The End of Fintech
Inside the fintech echo chamber, all seems rosy. LinkedIn, Twitter, conferences, awards events (useless!) and consultancy white papers continue to fly the fintech flag, but out in the real world, fintech is over.
The term fintech - approximative as it may have been - kind of made sense when it referred to digital payments and lending startups trying to disrupt banks. We’d seen tech disruption succeed against incumbents in photography and retail, why not banking? The thesis was simple, and it made intuitive sense.
Fast-forward ten years, and the term “fintech” has ballooned to encompass such a breadth of verticals, business models, customer needs, geographies and associated sectors that it has become meaningless. What do insurance, regulation, property development, token exchange, supply chain finance and core banking have to do with each other, other than… Well, other than nothing! It’s like saying Tesla, Bitcoin, Oculus and Neuralink are all EnergyTech companies, because they all use energy in new ways. What meaning would a term like that have?
Capgemini published a report this week about fintech’s reliance on banks to succeed, which was construed by the media as the failure of fintech. Firstly, it has been clear for at least three years that the “disrupt the banks” premise was flawed. Secondly, readers' key takeaway from the report should be that the term “fintech” has outlived its usefulness.
Let’s pick this apart.
A subset of companies are seeking to improve the way payments, lending and banking work. Many of them are bringing lessons learned in other industries to financial services, including openness.
Who is most interested in efficient payments, lending and banking? Well, banks.
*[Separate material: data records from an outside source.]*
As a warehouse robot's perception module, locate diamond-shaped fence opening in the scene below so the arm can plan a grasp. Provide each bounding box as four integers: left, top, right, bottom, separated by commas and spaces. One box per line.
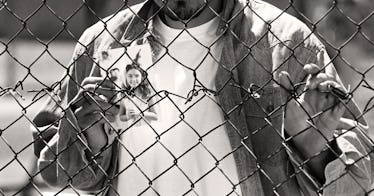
0, 0, 374, 196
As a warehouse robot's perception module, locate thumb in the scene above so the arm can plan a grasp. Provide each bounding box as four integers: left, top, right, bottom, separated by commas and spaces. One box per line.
90, 62, 101, 77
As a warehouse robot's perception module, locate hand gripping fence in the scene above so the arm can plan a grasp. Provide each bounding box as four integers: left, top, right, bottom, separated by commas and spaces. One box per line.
0, 0, 374, 196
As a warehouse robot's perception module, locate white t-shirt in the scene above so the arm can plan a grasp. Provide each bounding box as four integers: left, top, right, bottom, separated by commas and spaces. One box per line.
117, 17, 241, 196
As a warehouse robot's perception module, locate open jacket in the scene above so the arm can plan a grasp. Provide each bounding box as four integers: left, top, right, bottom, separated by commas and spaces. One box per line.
32, 0, 373, 196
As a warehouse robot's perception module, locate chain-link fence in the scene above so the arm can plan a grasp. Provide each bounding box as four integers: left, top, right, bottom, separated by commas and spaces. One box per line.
0, 0, 374, 195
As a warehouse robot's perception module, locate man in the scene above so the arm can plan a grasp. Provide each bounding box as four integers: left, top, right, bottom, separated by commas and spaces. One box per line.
34, 0, 373, 196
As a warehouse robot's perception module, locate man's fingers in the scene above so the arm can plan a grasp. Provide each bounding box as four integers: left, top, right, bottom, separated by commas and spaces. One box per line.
89, 62, 102, 77
81, 77, 115, 88
317, 50, 325, 68
279, 71, 294, 90
303, 64, 321, 76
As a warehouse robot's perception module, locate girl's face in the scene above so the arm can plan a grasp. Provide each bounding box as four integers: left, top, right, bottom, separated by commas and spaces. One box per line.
126, 69, 142, 88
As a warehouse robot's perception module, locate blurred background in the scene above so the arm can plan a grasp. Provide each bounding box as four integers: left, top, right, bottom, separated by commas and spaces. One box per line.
0, 0, 374, 196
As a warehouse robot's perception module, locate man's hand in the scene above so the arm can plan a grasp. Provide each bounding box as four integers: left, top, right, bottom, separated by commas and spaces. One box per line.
279, 52, 346, 142
70, 65, 119, 152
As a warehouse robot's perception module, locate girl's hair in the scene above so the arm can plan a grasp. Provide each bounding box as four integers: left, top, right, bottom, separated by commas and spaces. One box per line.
124, 62, 151, 99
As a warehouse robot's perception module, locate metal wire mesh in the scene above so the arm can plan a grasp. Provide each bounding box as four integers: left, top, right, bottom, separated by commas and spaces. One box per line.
0, 0, 374, 195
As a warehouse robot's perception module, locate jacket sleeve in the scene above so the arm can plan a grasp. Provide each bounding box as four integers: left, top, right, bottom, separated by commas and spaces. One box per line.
32, 26, 112, 191
288, 31, 374, 196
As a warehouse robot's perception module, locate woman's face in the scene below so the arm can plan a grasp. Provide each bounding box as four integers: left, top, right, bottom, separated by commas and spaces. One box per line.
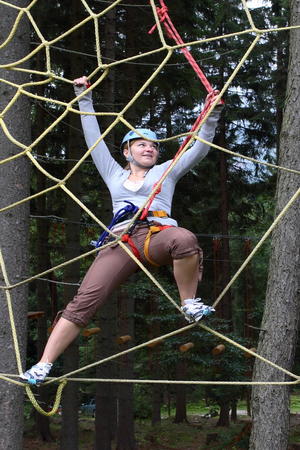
124, 139, 159, 167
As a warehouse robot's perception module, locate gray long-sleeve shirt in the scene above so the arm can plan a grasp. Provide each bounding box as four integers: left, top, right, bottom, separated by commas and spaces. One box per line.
76, 88, 220, 226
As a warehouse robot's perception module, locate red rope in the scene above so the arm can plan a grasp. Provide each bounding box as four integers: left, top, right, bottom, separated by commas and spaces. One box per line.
140, 0, 223, 220
148, 0, 213, 93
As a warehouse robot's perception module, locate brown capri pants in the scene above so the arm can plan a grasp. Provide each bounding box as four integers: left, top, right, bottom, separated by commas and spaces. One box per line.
62, 225, 203, 327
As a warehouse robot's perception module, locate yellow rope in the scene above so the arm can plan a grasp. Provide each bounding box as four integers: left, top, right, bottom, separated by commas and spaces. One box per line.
25, 380, 67, 417
0, 0, 300, 416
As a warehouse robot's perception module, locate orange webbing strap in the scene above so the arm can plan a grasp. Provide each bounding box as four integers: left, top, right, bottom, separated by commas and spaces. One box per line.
144, 225, 173, 267
148, 210, 168, 217
121, 233, 141, 259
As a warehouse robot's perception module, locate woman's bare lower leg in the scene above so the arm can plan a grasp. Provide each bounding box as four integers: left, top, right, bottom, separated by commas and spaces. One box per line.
173, 254, 199, 304
40, 317, 81, 363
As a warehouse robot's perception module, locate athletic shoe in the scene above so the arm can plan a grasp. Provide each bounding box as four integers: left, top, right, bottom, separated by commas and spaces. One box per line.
20, 362, 52, 384
181, 298, 215, 322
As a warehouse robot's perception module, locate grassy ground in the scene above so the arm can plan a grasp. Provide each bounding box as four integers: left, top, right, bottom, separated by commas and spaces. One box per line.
23, 398, 300, 450
23, 416, 248, 450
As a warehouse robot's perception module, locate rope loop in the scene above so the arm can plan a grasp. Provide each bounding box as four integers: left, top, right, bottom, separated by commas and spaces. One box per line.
25, 378, 68, 417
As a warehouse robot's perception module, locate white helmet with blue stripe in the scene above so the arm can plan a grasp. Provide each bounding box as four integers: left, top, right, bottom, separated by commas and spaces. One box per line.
121, 128, 157, 150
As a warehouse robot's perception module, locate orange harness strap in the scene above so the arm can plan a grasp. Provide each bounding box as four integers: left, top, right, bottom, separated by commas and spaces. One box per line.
121, 225, 173, 267
121, 210, 173, 267
121, 233, 141, 259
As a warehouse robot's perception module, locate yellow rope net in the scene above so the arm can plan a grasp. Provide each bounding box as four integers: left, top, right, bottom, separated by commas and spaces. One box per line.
0, 0, 300, 416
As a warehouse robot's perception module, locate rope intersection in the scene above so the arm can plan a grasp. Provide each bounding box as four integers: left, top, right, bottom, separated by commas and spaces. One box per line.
0, 0, 300, 416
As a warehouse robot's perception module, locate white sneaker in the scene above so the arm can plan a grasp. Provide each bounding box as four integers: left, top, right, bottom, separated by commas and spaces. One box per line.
20, 362, 52, 384
181, 298, 215, 322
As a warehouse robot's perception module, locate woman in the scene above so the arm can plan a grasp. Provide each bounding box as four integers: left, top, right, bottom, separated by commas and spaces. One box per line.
21, 77, 221, 384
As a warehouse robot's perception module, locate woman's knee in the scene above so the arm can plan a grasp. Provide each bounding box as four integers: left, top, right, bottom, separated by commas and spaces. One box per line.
171, 227, 200, 259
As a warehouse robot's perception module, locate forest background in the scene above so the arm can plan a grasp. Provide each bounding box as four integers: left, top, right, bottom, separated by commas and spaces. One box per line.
0, 0, 297, 450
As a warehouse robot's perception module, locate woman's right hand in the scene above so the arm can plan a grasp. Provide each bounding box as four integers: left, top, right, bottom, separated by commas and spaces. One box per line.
73, 76, 91, 88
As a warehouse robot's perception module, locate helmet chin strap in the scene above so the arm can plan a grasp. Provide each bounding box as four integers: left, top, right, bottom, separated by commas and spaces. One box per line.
126, 145, 155, 170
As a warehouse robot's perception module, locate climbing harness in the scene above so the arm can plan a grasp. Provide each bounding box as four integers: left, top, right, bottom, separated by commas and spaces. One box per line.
90, 200, 139, 248
91, 200, 173, 267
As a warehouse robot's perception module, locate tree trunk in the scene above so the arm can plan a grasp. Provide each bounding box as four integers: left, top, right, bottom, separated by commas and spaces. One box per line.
116, 291, 136, 450
31, 53, 53, 442
174, 357, 187, 423
0, 0, 30, 450
216, 399, 230, 427
95, 295, 117, 450
250, 0, 300, 450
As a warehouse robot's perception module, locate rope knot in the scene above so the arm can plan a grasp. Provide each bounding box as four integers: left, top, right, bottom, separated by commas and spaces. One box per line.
148, 0, 168, 34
So why wouldn't there be engagement between startups and banks?
There are only a handful of business models in financial technology: own origination and capital, own origination but not capital (leverage someone else’s) or sell B2B solutions.
Financial services is a regulated, capital intensive industry. Originating off of your own balance sheet requires investors with deep pockets i.e. institutional or strategic backers. Originating off of someone else’s balance sheet requires partnerships with balance sheet providers i.e. banks or similar. Selling solutions means banks and other FS companies are your customers. Banks are party to at least two out of three business models.
The “disrupt the banks” premise was wrong. Banks are highly regulated, systemically important and politically strategic - there could be no Kodak moment. It naturally follows that “fintech” relies on banks’ success.
Sure, the continuing success of incumbent banks - and the perpetuation of their way of doing business - may not be good for customers, but that’s a topic for another day.
There’s a diverse range of companies and subverticals under the financial technology umbrella, with massive potential. To continue to make sense of what’s going, we have to drop the “fintech” label.